WAW,

Thanks for all your cander and thoughts and comments. I know as a LBS that my wife asking for "space" was a very vague request to me and completely counterproductive to "fixing our marriage." One of the most descriptive statements that she made at the time of the bomb tho' was "I need to work on the 'me' before I can work on the 'we'." Unfortunately the trama of the bomb was so great to me emotionally and mentally that I didn't understand what she was saying until after she was no longer willing to "work on the we."

I don't know what the best way to explain this concept of "space" to an LBS, but I do know that anything you CAN do to show effort and work on your marriage while you sort out your feels and yourself and have your "space" the better from an LBS perspective. Seeing my wife doing anything positive about our relationship or putting in any effort went a long ways to counterbalance the issues surrounding her need to withdrawl further to sort out her own issue. It is hard for me as an LBS to just watch my wife run further and further away in the pursuit of space or in reaction to my pursuing her, it just leaves a big vacuum where our marriage was/should be. Anything that can be done to keep some flames or smoke alive in your marriage while you sort things out or while he works on himself, etc. the better. Personally I've found that working on myself and my marriage are in many ways intergral to each other since in a long term marriage I've affected my marriage and my marriage has affected me, we're inter-related and I don't think the health thing to do is to have to completely break that marriage and inter-relationship in order to fix myself (or for my spouse to fix herself). Anything that can be possibly done within the context of your marriage and your relationship the better. My wife attended 2 MC sessions with my IC, even tho' my wife didn't seem to be at all looking for answers to sort out our marriage, it did help me in my IC work to have her there talking about me and my issues, my wife knows me better than myself. Even if we made little to no progress MC-wise it certainly helped me personally and I would think her personally.

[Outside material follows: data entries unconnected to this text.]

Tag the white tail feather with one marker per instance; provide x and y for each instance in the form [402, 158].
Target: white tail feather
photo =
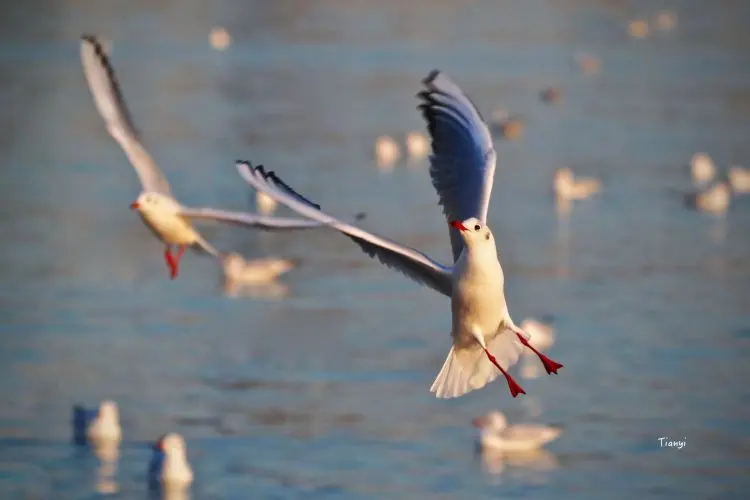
[467, 368]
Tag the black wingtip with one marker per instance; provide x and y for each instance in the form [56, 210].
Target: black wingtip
[275, 179]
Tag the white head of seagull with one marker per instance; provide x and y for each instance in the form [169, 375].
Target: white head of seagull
[169, 466]
[167, 219]
[486, 341]
[105, 427]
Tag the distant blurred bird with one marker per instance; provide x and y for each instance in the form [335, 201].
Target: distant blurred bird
[509, 127]
[264, 204]
[462, 168]
[739, 179]
[417, 144]
[387, 152]
[239, 272]
[160, 212]
[98, 427]
[219, 38]
[638, 28]
[587, 63]
[666, 20]
[168, 467]
[567, 187]
[496, 435]
[714, 200]
[702, 169]
[551, 95]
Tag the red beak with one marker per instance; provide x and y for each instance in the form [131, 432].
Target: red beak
[458, 225]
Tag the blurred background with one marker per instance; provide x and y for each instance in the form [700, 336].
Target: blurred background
[323, 393]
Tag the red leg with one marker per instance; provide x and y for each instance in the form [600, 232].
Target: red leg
[515, 389]
[171, 264]
[176, 268]
[549, 365]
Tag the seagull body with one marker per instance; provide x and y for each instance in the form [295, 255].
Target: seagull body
[99, 426]
[417, 144]
[264, 204]
[161, 213]
[238, 271]
[568, 187]
[387, 152]
[462, 171]
[496, 435]
[169, 467]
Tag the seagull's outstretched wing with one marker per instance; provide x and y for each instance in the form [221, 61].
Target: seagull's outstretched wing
[408, 261]
[111, 105]
[462, 164]
[267, 222]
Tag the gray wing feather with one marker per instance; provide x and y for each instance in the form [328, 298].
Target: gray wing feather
[462, 164]
[266, 222]
[408, 261]
[111, 106]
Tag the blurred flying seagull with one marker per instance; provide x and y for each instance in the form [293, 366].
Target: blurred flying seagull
[159, 210]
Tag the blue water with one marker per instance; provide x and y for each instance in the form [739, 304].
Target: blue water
[324, 393]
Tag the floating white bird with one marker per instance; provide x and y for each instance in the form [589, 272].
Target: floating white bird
[666, 20]
[387, 152]
[496, 435]
[99, 427]
[568, 187]
[462, 171]
[219, 38]
[702, 169]
[714, 200]
[239, 272]
[739, 179]
[417, 144]
[160, 212]
[169, 466]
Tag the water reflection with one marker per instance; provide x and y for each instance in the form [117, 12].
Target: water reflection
[108, 455]
[529, 465]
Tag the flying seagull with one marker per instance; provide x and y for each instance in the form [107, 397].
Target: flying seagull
[159, 210]
[462, 168]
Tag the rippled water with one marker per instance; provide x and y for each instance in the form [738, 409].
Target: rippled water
[325, 393]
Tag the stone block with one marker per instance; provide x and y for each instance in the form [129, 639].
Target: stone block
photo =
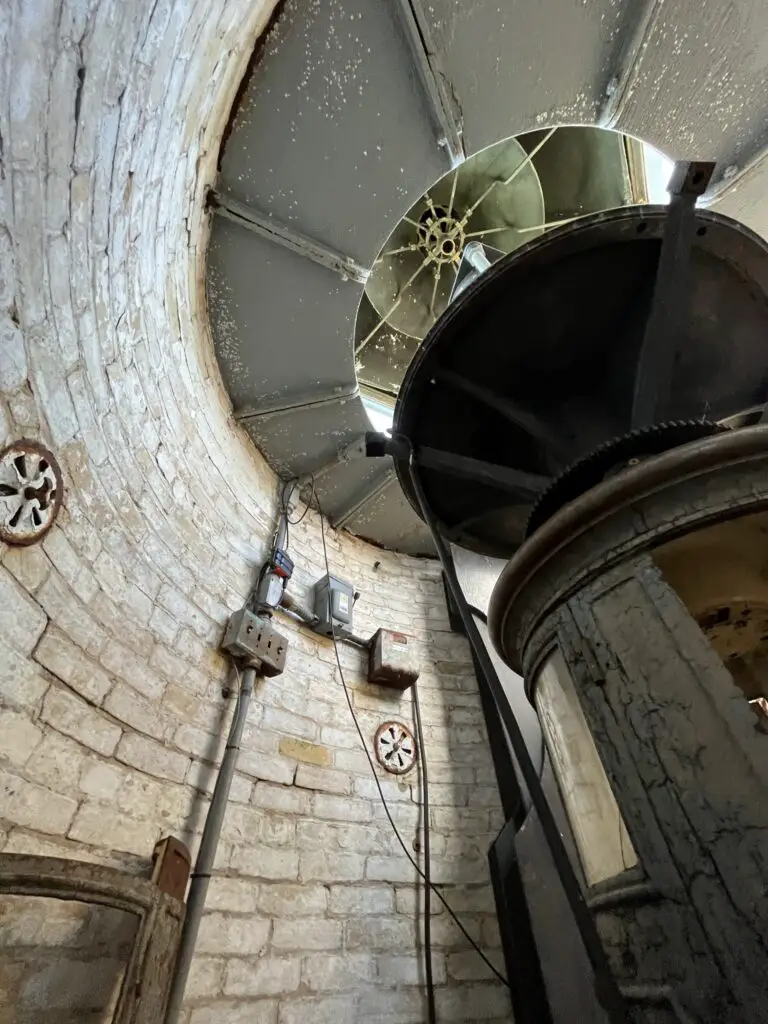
[267, 767]
[148, 756]
[35, 807]
[291, 900]
[301, 750]
[270, 976]
[409, 969]
[475, 1003]
[329, 1010]
[367, 788]
[340, 808]
[206, 977]
[18, 737]
[238, 895]
[282, 798]
[69, 614]
[163, 626]
[29, 565]
[133, 670]
[265, 862]
[70, 564]
[242, 936]
[70, 663]
[324, 866]
[333, 973]
[72, 716]
[406, 1006]
[22, 620]
[380, 933]
[289, 723]
[306, 934]
[101, 780]
[235, 1012]
[390, 869]
[410, 900]
[57, 763]
[360, 900]
[325, 779]
[103, 825]
[133, 710]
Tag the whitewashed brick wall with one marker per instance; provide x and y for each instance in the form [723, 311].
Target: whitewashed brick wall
[111, 115]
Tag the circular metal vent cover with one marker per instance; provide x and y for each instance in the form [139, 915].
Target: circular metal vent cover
[395, 748]
[31, 492]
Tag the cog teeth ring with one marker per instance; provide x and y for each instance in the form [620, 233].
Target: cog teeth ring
[588, 471]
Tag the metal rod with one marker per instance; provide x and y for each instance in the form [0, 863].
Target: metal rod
[431, 1010]
[433, 80]
[303, 245]
[606, 987]
[209, 844]
[670, 310]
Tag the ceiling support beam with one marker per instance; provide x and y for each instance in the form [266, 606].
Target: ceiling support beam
[252, 219]
[371, 489]
[427, 59]
[292, 402]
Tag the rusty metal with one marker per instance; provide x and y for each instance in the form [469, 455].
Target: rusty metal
[145, 982]
[394, 747]
[31, 492]
[171, 866]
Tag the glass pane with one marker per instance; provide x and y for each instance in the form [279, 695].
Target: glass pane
[601, 838]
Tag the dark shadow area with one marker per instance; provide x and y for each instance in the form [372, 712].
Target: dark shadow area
[61, 962]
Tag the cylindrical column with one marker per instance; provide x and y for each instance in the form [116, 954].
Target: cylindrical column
[639, 616]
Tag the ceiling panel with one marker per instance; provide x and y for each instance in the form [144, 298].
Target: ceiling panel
[282, 325]
[698, 88]
[517, 65]
[333, 134]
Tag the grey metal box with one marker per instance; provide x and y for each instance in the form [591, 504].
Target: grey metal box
[392, 660]
[334, 599]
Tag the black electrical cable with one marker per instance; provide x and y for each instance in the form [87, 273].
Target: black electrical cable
[606, 986]
[384, 804]
[431, 1011]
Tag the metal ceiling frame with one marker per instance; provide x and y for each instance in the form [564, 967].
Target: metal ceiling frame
[296, 242]
[434, 82]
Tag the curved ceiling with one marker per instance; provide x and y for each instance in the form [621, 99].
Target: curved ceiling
[352, 109]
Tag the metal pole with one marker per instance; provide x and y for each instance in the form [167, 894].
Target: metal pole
[204, 865]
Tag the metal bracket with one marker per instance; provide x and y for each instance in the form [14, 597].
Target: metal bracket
[426, 58]
[670, 305]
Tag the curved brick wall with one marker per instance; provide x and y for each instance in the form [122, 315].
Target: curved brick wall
[111, 115]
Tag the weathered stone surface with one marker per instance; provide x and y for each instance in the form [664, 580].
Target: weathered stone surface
[102, 237]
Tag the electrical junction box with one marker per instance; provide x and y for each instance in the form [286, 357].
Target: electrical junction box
[334, 600]
[392, 660]
[256, 640]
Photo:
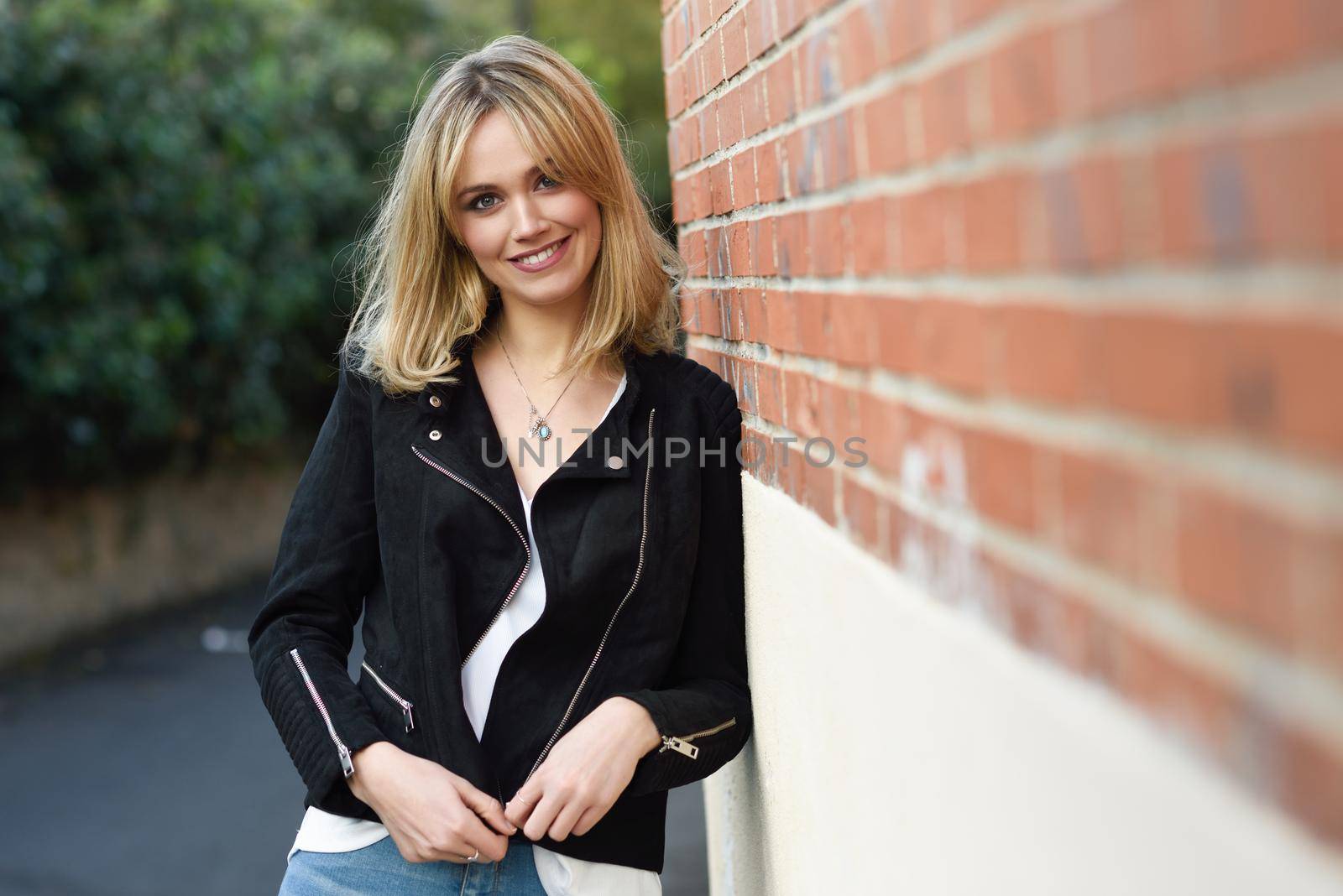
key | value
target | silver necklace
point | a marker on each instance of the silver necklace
(536, 425)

Anyhow, not sure if I got my thoughts written out in an understandable manner, but the bottom line for me as an LBS, trying to understand my wife coming to me and saying "our marriage is broken" and then I try to do everything to rebuild it and reconnect while my wife is busy cutting all the connections and breaking what is left in the marriage in her quest for space and breathing room and self-discovery. There has to be a more cooperative manner to do what each of you needs without more destruction, but I'm not sure what all the answers are since I only have perspective from my LBS POV.